On ne peut pas dire qu’il s’agisse d’un grand ouvrage de littérature. Le style est tout à fait basique et la plume parfois un peu hâtive et aride. Mais on apprend énormément de choses sur cette époque “avant guerre” et notamment qu’elle était particulièrement gay-friendly (on dit toujours que Berlin avant le nazisme était la ville la plus tolérante au monde dans ce domaine). J’ai aimé surtout la candeur et la franchise du récit de Rudolf. L’homme n’était pas un héros, mais plutôt un garçon timide, veule d’apparence et assez insignifiant, malgré tout bien intéressé par le cul j’ai l’impression (^^) et assez inconscient pour s’être fait pris au piège de la gestapo. Tout au long du bouquin on suit les aventures complètement dingues d’un garçon si simple et qui n’aspirait vraiment qu’à être heureux avec le garçon qu’il aimait. Il parle d’ailleurs de ses différentes romances et aventures, et cette ingénuité est autant sincère que touchante.

Des enquêtes sont menées sur des homosexuels pour les débusquer et les condamner, et de proches en proches la gestapo essaie de faire tomber Rudolf. Il y arrive à force de pièges, menaces et intimidations, et voilà Rudolf qui finit à Buchenvald. Il évoque finalement assez peu la vie dans les camps, et je devine que c’est encore quelque chose de difficile à raconter par le menu. J’avais été marqué par le témoignage d’un autre déporté pour homosexualité qui a aussi été médiatisé : Pierre Seel. Il écrivait (il faut aussi que je lise son bouquin !!!) :

« Un jour, les haut-parleurs nous convoquèrent séance tenante sur la place de l’appel. (…) Il s’agissait en fait d’une épreuve autrement plus pénible, d’une condamnation à mort. Au centre du carré que nous formions, on amena, encadré par deux SS, un jeune homme. Horrifié, je reconnus Jo, mon tendre ami de dix-huit ans. (…) Puis les haut-parleurs diffusèrent une bruyante musique classique tandis que les SS le mettaient à nu. Puis ils lui enfoncèrent violemment sur la tête un seau en fer blanc. Ils lâchèrent sur lui les féroces chiens de garde du camp, des bergers allemands qui le mordirent d’abord au bas-ventre et aux cuisses avant de le dévorer sous nos yeux. Ses hurlements de douleur étaient amplifiés et distordus par le seau sous lequel sa tête demeurait prise. Raide et chancelant, les yeux écarquillés par tant d’horreur, des larmes coulant sur mes joues, je priai ardemment pour qu’il perde très vite connaissance. (…) Depuis, il m’arrive encore souvent de me réveiller la nuit en hurlant. Depuis plus de cinquante ans, cette scène repasse inlassablement devant mes yeux. Je n’oublierai jamais cet assassinat barbare de mon amour. Sous mes yeux, sous nos yeux. Car nous fûmes des centaines à être témoins. Pourquoi tous se taisaient-ils aujourd’hui ? Sont-ils donc tous morts ? (…) Mais je pense que certains préfèrent se taire pour toujours, redoutant de réveiller d’atroces souvenirs comme celui-ci parmi tant d’autres. Quant à moi, après des dizaines d’années de silence, j’ai décidé de parler, de témoigner, d’accuser. »

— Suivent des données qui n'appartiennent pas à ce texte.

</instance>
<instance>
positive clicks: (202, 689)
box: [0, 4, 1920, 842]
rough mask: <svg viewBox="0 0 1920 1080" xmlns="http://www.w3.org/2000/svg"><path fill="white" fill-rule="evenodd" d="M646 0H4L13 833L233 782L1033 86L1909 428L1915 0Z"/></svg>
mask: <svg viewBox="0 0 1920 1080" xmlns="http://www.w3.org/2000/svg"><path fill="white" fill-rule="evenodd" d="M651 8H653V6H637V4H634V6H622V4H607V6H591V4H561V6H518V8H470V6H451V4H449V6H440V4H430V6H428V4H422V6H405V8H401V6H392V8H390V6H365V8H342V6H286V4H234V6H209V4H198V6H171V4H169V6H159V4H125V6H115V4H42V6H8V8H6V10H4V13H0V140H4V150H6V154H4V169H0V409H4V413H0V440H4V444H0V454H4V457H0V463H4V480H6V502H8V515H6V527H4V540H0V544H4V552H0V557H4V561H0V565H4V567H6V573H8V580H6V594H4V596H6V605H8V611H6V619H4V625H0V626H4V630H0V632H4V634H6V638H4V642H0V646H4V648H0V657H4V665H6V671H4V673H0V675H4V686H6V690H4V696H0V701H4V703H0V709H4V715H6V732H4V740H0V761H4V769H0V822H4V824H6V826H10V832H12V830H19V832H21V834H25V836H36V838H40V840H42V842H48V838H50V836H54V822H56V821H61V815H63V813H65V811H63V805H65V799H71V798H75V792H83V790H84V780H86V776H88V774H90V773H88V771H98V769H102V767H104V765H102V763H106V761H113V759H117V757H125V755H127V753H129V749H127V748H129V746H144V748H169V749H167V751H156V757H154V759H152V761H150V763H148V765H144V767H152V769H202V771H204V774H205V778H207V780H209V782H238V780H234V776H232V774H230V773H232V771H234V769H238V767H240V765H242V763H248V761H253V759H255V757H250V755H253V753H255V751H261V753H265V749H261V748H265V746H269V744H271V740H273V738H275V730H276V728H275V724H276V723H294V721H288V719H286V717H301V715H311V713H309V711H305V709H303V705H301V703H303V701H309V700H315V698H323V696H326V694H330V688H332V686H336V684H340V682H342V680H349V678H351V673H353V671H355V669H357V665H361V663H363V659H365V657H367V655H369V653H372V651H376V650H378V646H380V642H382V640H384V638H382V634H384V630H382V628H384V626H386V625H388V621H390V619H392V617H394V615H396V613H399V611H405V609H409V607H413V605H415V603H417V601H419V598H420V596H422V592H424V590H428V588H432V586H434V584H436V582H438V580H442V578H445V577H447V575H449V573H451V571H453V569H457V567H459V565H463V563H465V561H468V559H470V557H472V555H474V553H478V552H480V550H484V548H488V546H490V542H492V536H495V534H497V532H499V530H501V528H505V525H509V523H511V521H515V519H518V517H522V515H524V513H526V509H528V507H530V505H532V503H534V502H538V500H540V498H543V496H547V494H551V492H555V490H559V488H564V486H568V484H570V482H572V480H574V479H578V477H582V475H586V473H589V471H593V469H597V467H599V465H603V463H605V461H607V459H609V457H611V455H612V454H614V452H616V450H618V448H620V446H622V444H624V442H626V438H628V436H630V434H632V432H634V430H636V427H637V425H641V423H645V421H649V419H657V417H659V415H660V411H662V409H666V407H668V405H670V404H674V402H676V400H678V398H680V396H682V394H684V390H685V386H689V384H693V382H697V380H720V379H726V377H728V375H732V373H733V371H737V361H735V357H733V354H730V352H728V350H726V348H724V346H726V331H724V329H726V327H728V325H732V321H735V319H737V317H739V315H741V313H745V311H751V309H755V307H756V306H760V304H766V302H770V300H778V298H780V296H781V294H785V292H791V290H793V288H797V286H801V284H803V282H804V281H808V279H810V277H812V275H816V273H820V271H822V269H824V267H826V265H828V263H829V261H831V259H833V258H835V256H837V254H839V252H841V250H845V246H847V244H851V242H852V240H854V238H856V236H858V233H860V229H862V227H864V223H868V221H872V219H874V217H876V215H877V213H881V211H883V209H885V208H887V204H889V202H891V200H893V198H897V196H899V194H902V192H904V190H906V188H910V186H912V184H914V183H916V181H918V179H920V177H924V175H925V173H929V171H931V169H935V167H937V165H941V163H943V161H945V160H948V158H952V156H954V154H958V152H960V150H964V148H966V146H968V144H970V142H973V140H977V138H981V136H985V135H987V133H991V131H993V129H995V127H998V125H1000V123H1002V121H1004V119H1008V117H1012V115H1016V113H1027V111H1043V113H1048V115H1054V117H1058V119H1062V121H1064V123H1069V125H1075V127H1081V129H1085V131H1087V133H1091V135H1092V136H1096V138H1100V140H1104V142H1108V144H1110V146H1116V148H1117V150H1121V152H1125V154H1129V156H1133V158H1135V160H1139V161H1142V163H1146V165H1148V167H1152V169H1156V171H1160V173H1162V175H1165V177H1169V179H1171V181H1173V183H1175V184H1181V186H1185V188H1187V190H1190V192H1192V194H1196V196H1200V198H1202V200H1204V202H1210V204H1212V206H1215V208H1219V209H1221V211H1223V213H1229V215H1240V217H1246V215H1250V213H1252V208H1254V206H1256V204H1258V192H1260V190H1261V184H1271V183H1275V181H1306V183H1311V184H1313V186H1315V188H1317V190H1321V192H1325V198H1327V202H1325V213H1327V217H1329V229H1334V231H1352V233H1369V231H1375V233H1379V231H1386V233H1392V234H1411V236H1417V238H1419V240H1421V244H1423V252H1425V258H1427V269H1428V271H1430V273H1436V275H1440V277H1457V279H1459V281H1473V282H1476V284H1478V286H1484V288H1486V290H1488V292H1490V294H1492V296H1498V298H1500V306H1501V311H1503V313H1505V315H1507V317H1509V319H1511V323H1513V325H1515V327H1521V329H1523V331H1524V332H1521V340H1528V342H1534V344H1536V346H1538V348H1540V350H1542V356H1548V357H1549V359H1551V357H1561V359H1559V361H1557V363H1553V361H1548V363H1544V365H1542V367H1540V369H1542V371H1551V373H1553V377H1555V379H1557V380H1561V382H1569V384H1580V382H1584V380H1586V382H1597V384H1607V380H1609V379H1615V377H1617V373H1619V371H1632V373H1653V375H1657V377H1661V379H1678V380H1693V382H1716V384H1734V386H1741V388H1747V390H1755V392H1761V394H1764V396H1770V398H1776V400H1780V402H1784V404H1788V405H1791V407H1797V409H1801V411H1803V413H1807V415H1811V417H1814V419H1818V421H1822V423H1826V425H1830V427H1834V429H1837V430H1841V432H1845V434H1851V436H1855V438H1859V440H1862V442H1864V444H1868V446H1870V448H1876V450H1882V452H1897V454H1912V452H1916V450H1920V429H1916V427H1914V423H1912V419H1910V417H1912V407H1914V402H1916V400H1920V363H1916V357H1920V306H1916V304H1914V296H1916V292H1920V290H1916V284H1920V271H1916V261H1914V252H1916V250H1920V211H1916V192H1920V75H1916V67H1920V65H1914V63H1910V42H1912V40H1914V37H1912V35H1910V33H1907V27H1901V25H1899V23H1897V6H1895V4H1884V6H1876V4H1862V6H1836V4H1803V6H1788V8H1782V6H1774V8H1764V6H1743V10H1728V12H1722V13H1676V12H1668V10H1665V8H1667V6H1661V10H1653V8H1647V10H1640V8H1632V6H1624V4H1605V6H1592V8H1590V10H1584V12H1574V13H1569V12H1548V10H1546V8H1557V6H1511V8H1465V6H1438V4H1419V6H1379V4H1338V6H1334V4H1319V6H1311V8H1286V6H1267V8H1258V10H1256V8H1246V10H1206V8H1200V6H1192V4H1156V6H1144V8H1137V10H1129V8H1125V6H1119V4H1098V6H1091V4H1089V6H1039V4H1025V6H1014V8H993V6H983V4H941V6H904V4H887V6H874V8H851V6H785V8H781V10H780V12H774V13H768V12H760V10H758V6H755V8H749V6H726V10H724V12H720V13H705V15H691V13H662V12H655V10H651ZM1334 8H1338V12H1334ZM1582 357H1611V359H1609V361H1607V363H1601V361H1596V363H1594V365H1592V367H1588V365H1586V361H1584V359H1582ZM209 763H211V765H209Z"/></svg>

Rudolf Brazda suit à Mulhouse un ami alsacien qu’il s’est fait à Buchenvald, et c’est ainsi qu’il a fini sa vie en France. Il faut lire cela pour réaliser aussi la fragilité de notre situation, et prendre conscience de la facilité avec laquelle on peut voir une société rétrograder en quelques mois. Et cette chape de plomb pour tous ces gens après la guerre qui ne pouvaient absolument pas expliquer la raison de leur déportation ou alors devait la dissimuler… Il ne nous reste que très peu de témoignages de cette époque, mais donc c’est d’autant plus important d’en parler !!